Dukkah Spiced Carrots

Dukkah Spiced Carrots

Prep. Time: 10 mins
Cook Time: 20 mins

A twist on a classic side dish, these carrots are a perfect pairing with your roast dinners.


  • 1 bunch new baby carrots, peeled & topped & tailed 
  • 1 tbsp olive  oil


  • 20g blanched hazelnuts 
  • 30g blanched almonds 
  • 1 tbsp cumin  seeds
  • 1 tbsp fennel seeds
  • 1 tbsp coriander seeds 
  • 2 tbsp sesame  seeds
  • 1 tbsp fresh thyme, leaves shredded from stalk 
  • 1 tsp sea  salt
  • ½ tsp black peppercorns


  1. Heat the oven to 180ºC / 160ºC fan / gas 4.
  2. Place the carrots in a roasting tin and drizzle over the olive oil. Roast in the centre of the oven for 20-30 minutes or until tender and slightly caramelised. Turn once or twice if needed.
  3. To make the Dukkah, mix together the hazelnuts, almonds, cumin seeds, fennel seeds, coriander seeds and sesame seeds. Spread over a baking tray and cook in the oven for 8 minutes until toasted but not too coloured.
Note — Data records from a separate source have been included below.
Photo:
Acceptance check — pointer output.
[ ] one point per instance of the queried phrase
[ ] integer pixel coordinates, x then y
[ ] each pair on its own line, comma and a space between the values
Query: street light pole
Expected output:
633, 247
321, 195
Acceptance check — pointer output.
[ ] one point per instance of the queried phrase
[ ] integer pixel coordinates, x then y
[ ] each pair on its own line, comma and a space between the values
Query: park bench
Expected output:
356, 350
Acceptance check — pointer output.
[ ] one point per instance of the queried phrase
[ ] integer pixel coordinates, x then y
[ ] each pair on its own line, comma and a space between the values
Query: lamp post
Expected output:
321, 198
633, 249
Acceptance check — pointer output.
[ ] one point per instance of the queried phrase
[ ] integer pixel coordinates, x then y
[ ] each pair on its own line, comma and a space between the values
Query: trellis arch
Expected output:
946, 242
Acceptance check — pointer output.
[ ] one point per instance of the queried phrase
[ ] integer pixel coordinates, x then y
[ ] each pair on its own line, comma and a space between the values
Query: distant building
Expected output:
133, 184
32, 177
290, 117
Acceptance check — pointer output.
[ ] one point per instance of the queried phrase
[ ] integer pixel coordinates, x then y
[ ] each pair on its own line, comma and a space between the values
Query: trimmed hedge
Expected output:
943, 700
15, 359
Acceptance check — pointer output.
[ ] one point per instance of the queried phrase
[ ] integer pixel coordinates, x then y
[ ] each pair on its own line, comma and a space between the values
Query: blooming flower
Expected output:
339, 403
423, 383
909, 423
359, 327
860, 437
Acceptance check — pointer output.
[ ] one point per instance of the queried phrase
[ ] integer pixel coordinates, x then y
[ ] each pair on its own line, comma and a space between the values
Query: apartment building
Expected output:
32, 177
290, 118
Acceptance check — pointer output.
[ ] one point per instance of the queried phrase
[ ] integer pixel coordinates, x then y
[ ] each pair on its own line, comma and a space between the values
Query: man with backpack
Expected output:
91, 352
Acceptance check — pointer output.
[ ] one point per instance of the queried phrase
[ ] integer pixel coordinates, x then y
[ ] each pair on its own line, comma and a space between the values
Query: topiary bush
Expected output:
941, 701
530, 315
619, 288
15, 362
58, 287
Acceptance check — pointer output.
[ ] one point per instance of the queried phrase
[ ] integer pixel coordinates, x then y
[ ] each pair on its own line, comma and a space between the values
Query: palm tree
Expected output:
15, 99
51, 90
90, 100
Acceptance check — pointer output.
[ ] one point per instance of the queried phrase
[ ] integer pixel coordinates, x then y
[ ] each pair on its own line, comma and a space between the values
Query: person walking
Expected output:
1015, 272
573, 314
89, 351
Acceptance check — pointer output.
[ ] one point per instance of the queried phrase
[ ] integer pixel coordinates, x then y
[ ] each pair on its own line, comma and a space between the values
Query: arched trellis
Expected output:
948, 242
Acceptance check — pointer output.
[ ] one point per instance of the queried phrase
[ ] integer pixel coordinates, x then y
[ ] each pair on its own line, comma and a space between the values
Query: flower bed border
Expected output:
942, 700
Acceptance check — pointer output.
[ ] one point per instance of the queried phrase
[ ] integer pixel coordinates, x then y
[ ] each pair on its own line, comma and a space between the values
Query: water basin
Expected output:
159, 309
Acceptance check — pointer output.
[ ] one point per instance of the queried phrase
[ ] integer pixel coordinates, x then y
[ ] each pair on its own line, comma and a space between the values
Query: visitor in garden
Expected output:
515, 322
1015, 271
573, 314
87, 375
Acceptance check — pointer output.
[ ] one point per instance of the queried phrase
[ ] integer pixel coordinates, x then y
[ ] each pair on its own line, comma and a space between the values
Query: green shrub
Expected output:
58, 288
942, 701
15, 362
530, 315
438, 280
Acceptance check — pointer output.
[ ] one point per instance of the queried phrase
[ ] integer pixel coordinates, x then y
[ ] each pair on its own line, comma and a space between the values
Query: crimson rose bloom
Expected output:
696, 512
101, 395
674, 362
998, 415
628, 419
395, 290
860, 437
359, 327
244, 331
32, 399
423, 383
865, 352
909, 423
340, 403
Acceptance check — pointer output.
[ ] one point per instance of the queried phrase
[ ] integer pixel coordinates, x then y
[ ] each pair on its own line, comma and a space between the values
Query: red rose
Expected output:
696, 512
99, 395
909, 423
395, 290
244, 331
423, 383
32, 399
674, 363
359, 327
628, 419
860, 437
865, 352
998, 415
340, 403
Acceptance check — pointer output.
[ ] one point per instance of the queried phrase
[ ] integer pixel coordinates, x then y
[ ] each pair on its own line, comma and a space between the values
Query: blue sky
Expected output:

Remove and cool for a couple of minutes.
  4. Place the cooked spices into the Spice Grinder along with the thyme, sea salt and peppercorns and process until you have a crunchy mixture rather than a powder.
  5. Serve the carrots with a generous sprinkling of the Dukkah.Store any remaining mix in the grinding bowl sealed with the lid.